On Saturday 10 August 2002 13:25, you wrote:
> On Sat, 10 Aug 2002, Robert Davies wrote:
> Trap levels are a hardware feature though, that said, I don't know what of
> the hardware features get used on SPARC Linux as I've not investigated.
Hardware trap vectors are common, it's one of the advantages of APICs, you
have fewer shared interrupt chains.
The problem is how much state you have to save on an interrupt, and what
compiler writers do when a subroutine is entered. In theory on SPARC you
don't need to save registers, as there's a 'sliding' window of available
registers. Unfortunately in practice due to limits on number of windows
(particularly in early SPARC), compilers just tended to save the whole state,
and not take advantage of the feature.
> > Anyway the ring buffer explanation, is best bit, the driver is only in
> > poll mode, whilst there is data to process, if there's none left in ring
> > buffer it goes back to interrupts. Whilst there is, then you don't need
> > interrupts to know there's something to do, do you?
>
> No, but you tell the device not to generate more and read data that needs
> processing - this is not polling per se. it's a hybrid situation - I guess
> it's similar to how a lot of serial/parallel stuff goes in theory,
> is this what you were alluding to before? I should read your link I guess.

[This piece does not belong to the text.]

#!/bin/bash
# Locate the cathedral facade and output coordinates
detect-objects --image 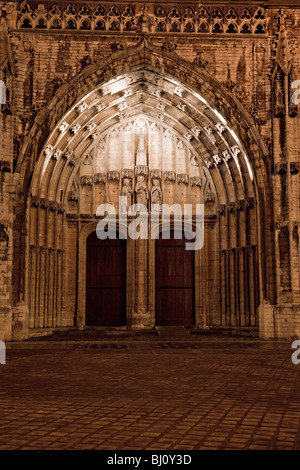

The idea is a hybrid, but when interrupts are off it is polling, because it
is continually looking to consume data. The driver could not re-enable
interrupt on the NIC and use a short timer expiry to re-check, in which case
it is clearly polling.
If you can remember how we got into this it was due to 'the less interrupts
the better', and the disabling of interrupts and going into poll mode under
busy conditions certainly counts under that.